Guidelines to Establish

Building Trust:
  1. Secrets Aren’t Okay-If anyone tells them to keep a secret from a parent, then it is probably because it is something bad and needs to be shared with a trusted adult.
  2. Always check with Mom or Dad before going anywhere with anyone…even if they say that “It’s okay with your parents”.
  3. It’s okay to say “NO” or not be polite when you are in a situation that is scary or uncomfortable.
Car Safety:

  1. Unbuckle and honk the horn-If you are ever left in a car that is hot or if you are in a car and aren’t safe, unbuckle and honk the horn. I’ve taught my children at a young age how to unbuckle their own car seats so that they can get out if need be. We have a Bucklebee for each seat which has been a life-saver in getting them to independently unbuckle.
  2. Hand on the side- Parking lots and little one’s safety can be a Mother’s nightmare. From little on we have a spot on the car that the child must put their hand while they are waiting for us to get the other ones out. (A car magnet can be a great way to mark this spot.) This keeps them right by me and elevates the risk of them running wondering into the parking lot or getting hit but inattentive drivers.
  3. Watch for cars in driveways- It took many years before my own Mom let me ride my bike around the block. I now understand a little bit more as to why that was. She knew my biking skills were up to par, that wasn’t the issue. The real issue was the driveways. People often fly in and out of their driveway with barely a backward glance. Even with the development of backup cameras, I still find it so important to coach my children to watch driveways and keep an eye out for the backup lights on a car.

    We all need a little support when it comes to keeping our kids safe.
Fire Safety
  1. NEVER HIDE!
  2. Firefighters may look or sound scary but they are there to help! If you can, show them what the outfit looks and sounds like.
  3. Get out and meet at a common location. Practice getting low to the ground and getting out as quickly as possible.

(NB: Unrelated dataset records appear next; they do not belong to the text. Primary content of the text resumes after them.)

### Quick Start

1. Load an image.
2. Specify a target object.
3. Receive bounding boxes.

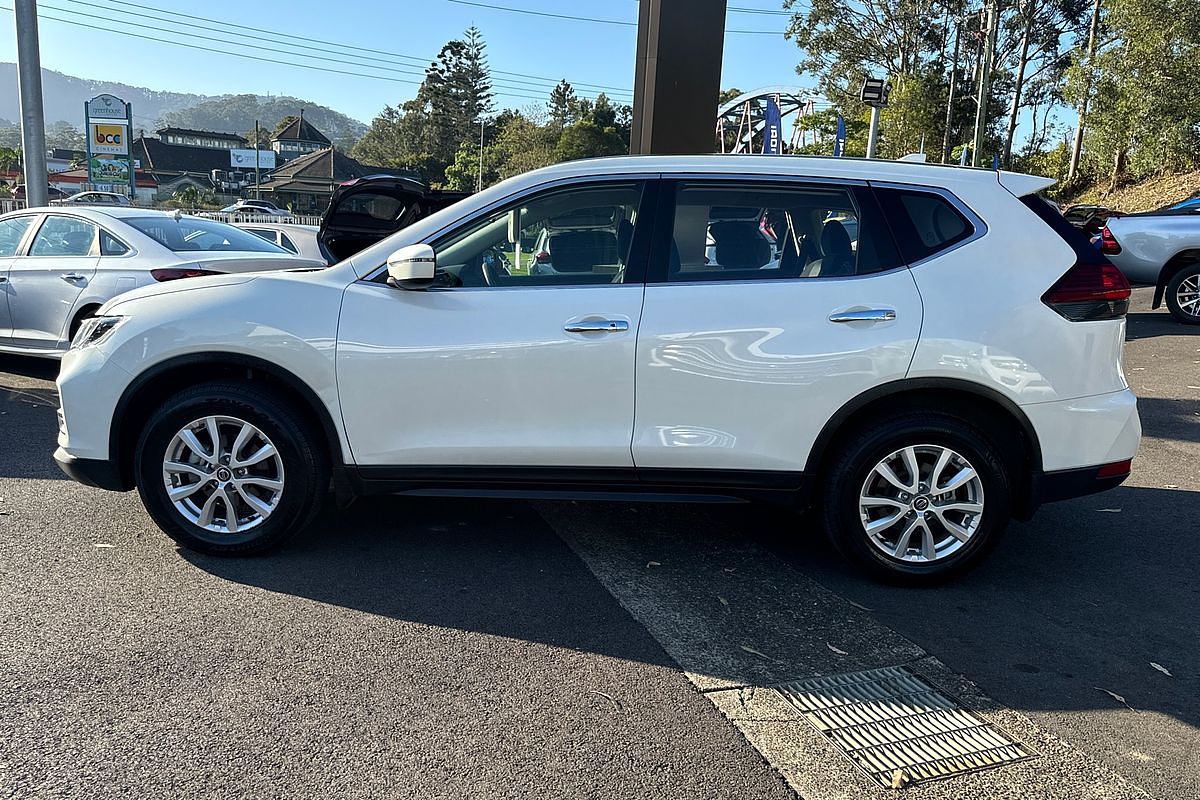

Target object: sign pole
[12,0,49,209]
[866,106,880,158]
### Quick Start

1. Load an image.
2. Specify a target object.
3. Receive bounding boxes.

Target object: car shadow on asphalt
[180,497,674,669]
[1126,308,1200,342]
[743,486,1200,727]
[0,356,66,480]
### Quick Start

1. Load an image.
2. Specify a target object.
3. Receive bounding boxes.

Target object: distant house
[271,108,334,161]
[248,146,418,213]
[155,128,250,149]
[46,148,88,173]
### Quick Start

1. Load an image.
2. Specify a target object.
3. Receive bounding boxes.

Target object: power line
[42,0,600,100]
[9,5,600,106]
[446,0,784,36]
[93,0,631,95]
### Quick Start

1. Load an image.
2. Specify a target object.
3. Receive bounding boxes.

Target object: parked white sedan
[0,207,325,357]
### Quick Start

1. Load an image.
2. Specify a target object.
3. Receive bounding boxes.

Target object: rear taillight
[1042,264,1130,323]
[1100,225,1121,255]
[150,269,221,281]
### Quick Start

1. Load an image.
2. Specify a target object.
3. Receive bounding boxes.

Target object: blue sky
[0,0,810,122]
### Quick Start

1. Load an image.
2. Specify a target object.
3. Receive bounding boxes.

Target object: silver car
[0,207,325,357]
[234,222,329,261]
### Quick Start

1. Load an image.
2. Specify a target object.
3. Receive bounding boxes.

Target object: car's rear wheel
[822,413,1010,583]
[136,384,329,555]
[1166,261,1200,325]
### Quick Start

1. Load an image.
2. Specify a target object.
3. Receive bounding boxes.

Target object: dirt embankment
[1062,170,1200,211]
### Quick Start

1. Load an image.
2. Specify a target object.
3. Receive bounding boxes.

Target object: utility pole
[475,118,484,192]
[942,17,962,164]
[254,120,263,200]
[1067,0,1100,184]
[866,106,880,158]
[971,0,1000,167]
[12,0,49,209]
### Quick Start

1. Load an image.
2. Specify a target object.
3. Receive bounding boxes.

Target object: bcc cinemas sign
[88,122,130,156]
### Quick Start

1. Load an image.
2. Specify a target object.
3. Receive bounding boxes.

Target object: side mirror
[388,245,438,290]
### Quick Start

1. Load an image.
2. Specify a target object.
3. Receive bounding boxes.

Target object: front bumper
[54,447,133,492]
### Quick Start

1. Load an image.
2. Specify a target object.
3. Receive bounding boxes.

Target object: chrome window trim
[352,173,662,289]
[869,181,988,269]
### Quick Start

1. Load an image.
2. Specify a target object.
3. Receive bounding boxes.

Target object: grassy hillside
[1062,170,1200,211]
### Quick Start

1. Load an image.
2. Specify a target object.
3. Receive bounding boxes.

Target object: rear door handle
[563,319,629,333]
[829,308,896,323]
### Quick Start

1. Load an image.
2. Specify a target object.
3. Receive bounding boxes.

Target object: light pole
[12,0,49,209]
[858,78,892,158]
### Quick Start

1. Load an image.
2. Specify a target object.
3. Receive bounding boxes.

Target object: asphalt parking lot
[0,289,1200,799]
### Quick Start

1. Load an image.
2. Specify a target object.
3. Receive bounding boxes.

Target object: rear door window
[666,181,900,282]
[29,215,97,255]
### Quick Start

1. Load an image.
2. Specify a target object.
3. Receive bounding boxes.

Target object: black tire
[821,413,1012,585]
[134,383,330,555]
[1166,261,1200,325]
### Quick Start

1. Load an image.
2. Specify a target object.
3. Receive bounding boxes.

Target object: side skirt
[346,465,808,506]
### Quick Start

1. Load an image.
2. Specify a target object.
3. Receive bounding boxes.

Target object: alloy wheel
[1175,272,1200,318]
[858,444,984,564]
[162,416,283,535]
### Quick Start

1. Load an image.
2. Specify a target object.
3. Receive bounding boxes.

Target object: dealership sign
[83,95,134,194]
[88,95,130,120]
[229,150,275,169]
[88,122,130,156]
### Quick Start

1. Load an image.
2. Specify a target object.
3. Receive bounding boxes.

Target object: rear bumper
[54,447,133,492]
[1033,462,1129,506]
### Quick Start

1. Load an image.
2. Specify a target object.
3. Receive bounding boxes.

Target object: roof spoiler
[997,170,1058,197]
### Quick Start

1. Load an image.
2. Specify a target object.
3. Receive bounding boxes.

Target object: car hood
[96,273,258,315]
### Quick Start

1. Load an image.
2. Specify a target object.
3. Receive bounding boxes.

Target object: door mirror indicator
[388,245,438,290]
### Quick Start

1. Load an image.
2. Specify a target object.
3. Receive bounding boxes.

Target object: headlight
[71,317,125,350]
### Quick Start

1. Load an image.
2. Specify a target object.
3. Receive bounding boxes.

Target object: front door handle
[563,319,629,333]
[829,308,896,323]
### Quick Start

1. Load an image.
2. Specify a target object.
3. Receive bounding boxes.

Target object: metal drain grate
[775,667,1033,787]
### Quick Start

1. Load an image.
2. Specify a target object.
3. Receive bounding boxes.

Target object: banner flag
[762,100,784,156]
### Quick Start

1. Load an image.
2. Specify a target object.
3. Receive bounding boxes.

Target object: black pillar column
[629,0,725,155]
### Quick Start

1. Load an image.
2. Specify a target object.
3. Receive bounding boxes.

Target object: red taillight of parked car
[1042,263,1132,323]
[1100,225,1121,255]
[150,269,221,281]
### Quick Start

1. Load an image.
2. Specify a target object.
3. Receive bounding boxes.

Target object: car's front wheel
[1166,261,1200,325]
[136,384,329,555]
[822,413,1010,583]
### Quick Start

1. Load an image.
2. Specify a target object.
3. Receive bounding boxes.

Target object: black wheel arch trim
[108,351,344,488]
[804,378,1042,474]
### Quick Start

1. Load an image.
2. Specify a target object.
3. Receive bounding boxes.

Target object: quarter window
[29,216,96,255]
[100,228,130,255]
[433,184,642,288]
[876,188,974,264]
[667,182,899,282]
[0,217,34,258]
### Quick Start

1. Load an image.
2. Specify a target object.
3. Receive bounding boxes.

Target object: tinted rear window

Make sure they know to go right to the meeting place.
  4. Once you are out, STAY OUT! Nothing is worth going back in for.
I must add that we haven’t hit the internet safety since we are not at that stage in life. That has its own set of safety rules and guidelines. Without being at that stage, I don’t feel comfortable sharing tips.

Mom-anxiety is a real thing for so many reasons! We have precious little lives that we must teach and protect. Our job is challenging. There are so many responsibilities weighing on us. Hopefully, these tips can help us all remember the big things that we need our children to know to stay safe.

Let’s help them navigate this crazy, beautiful world safely!

4 thoughts on “Safety Tips to Teach Your Children”

  1. Thank you! I have nightmares sometimes about things that could happen to my kid, so I’ve been slowly coaching her on her address, fire safety, and more. I definitely need to work on what to do if lost–I think the tip to find a mom with kids is a great idea.